Biography
Bruno Malphettes is Business Development Director at Fives, in charge of bringing innovative hot end solutions to glassmakers across multiple segments and geographies. He has been with Fives since 2018, when he joined as a glass furnace expert to participate in the development, design and implementation of innovative glass melting projects.
He obtained his degree in Materials Science and Engineering at the Ecole des Mines in France, where he discovered a passion for glass.
Prior to Fives, Bruno started his career as Melting Operations Manager for the Saint-Gobain – Corning joint-venture Eurokera. From this point, he assumed several technical and commercial roles in the Saint-Gobain group over 15 years, in the fields of solar glass, furnace refractory, glass furnace design and glass melting problems troubleshooting.
Presentation
After several years investigating multiple paths towards decarbonation, the opinion of glass technologists, investors and customers across the industry seem to converge on two conclusions, fueled by pragmatism, geopolitics and research: there is a growing desire to get rid of fossil fuels in glass melting and conditioning, and direct electrification is most obvious and the least painful path to decarbonization.
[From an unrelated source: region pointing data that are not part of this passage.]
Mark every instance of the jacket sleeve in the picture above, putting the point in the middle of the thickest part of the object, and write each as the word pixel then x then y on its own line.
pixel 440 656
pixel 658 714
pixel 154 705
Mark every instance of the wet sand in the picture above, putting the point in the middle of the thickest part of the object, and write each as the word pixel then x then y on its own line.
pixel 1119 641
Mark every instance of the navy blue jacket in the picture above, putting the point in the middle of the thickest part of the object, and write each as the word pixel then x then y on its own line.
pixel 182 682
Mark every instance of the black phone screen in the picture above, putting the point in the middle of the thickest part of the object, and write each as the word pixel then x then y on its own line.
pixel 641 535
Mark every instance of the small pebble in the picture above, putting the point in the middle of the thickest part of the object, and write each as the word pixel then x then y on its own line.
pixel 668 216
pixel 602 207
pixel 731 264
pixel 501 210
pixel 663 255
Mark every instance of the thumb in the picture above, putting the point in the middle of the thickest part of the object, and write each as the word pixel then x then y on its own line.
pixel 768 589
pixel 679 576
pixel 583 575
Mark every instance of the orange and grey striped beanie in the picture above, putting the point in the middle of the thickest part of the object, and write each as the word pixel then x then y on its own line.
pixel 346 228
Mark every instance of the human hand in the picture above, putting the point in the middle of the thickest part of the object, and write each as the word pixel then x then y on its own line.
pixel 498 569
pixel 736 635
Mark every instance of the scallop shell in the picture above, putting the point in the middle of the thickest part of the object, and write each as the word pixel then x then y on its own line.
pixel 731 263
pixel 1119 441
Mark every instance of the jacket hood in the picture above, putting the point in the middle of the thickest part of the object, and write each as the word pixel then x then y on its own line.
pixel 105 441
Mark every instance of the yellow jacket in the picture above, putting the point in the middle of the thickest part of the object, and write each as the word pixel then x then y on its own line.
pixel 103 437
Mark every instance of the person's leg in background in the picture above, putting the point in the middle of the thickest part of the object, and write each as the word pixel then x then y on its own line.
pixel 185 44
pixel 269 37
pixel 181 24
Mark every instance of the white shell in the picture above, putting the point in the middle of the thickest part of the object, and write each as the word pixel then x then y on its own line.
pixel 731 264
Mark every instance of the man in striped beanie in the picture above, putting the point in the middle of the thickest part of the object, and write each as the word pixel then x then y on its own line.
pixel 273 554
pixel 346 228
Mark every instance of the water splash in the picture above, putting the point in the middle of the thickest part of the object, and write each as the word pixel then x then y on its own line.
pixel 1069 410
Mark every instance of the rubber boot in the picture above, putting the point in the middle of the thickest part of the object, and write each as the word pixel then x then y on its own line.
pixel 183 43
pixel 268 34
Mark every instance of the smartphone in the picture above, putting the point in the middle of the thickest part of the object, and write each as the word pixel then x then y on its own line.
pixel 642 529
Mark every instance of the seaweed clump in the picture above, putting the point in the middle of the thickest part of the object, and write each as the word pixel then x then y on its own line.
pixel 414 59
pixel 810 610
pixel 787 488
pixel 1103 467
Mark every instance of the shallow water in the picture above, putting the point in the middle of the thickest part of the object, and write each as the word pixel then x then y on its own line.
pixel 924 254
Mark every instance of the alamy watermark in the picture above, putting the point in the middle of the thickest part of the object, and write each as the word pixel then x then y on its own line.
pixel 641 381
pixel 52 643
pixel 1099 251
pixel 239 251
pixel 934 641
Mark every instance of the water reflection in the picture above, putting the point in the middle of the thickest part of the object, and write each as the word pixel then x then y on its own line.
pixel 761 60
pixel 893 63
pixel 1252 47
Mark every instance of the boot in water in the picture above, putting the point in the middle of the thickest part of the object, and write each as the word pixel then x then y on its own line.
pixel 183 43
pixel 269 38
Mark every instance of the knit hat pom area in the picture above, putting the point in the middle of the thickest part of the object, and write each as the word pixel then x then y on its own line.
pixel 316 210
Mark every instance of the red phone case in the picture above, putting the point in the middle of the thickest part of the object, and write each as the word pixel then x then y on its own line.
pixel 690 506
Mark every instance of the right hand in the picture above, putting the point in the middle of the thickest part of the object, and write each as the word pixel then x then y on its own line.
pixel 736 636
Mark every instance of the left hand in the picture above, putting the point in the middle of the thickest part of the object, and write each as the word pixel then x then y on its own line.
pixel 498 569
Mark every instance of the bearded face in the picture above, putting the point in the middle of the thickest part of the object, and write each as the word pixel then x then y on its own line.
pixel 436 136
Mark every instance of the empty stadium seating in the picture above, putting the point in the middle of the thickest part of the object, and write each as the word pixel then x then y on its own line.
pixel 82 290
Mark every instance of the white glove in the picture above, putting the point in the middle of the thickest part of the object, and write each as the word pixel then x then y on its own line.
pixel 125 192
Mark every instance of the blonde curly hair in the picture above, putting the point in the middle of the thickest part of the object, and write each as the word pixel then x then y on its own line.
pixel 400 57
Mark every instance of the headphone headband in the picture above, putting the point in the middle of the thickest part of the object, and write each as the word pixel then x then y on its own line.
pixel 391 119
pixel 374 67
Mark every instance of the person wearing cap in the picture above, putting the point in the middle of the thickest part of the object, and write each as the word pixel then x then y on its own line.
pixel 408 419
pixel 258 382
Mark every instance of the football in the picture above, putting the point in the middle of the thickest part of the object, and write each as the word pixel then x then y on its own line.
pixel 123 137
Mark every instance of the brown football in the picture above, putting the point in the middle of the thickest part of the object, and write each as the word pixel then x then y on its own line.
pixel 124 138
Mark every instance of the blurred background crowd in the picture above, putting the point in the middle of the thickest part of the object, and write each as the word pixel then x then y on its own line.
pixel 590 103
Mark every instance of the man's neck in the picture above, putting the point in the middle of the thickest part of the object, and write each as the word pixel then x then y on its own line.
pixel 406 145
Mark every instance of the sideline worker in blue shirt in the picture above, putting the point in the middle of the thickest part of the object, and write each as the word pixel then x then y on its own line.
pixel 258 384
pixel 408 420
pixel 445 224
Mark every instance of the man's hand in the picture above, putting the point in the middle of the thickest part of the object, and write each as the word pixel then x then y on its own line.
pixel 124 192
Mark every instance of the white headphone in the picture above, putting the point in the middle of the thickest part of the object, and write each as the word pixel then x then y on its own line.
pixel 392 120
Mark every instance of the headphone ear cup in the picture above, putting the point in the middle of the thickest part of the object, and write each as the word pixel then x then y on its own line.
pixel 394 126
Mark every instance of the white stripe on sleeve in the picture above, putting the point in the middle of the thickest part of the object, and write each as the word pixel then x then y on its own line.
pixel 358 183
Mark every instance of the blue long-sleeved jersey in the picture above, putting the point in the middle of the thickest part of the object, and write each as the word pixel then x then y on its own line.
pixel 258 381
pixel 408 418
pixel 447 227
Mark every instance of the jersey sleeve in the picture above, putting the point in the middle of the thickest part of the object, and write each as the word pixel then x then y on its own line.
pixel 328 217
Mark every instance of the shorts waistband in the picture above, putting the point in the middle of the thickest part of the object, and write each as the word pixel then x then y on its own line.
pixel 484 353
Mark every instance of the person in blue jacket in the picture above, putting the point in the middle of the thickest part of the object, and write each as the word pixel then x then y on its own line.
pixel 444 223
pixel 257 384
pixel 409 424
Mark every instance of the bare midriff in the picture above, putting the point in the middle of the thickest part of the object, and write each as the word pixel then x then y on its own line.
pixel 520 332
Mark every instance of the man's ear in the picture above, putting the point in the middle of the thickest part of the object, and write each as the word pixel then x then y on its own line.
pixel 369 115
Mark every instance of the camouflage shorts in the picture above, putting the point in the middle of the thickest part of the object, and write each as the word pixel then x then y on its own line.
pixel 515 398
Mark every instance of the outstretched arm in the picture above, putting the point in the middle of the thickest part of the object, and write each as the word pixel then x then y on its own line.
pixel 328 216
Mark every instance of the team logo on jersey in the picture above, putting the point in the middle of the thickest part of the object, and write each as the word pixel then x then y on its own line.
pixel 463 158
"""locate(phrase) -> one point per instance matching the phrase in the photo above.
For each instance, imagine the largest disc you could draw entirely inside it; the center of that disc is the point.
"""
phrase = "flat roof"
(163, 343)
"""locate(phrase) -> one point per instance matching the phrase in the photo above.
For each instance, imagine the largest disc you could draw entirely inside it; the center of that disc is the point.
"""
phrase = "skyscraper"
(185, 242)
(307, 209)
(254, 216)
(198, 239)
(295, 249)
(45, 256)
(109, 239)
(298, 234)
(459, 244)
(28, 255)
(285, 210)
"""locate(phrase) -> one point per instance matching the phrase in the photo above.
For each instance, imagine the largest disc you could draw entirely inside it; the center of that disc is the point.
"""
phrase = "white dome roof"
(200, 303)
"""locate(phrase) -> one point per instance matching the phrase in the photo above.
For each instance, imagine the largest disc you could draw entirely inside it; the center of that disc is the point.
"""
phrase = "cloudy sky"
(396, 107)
Questions however remain wide open: what is the precise pathway, what are the practical steps to take to electrify and when to implement them? Our certainty is that optimal answers exist for each plant, each rebuild and each investment, whatever the pressure of CAPEX, OPEX or schedule; the challenge is to remain flexible, with the right mix of creativity and rigor.
This paper will explore four different ways that have effectively been followed to combine significant electrification with efficiency and realistic business case. These different ways are not meant to be generalized but to illustrate the diversity of solutions as well as the key importance of innovating designs, serious modeling and forward-thinking implementation.
In the first two examples, we will describe two projects of partial electrification of a regenerative furnace in a highly constrained capex pressure – one of them for a Sisecam furnace. We will explain in both cases how we found the good compromise between ideal design and cost of implementation, and the actual results obtained.
In the next two examples, we will show how radical changes such as regenerative to recuperative and oxygas to all-electric have been found as the lowest total cost of ownership in specific contexts.
Across all four examples, we will also insist on the side benefits of technological upgrades that still can be factored to facilitate positive and de-risked decisions that make the industry evolve gradually in a radical and no-return direction.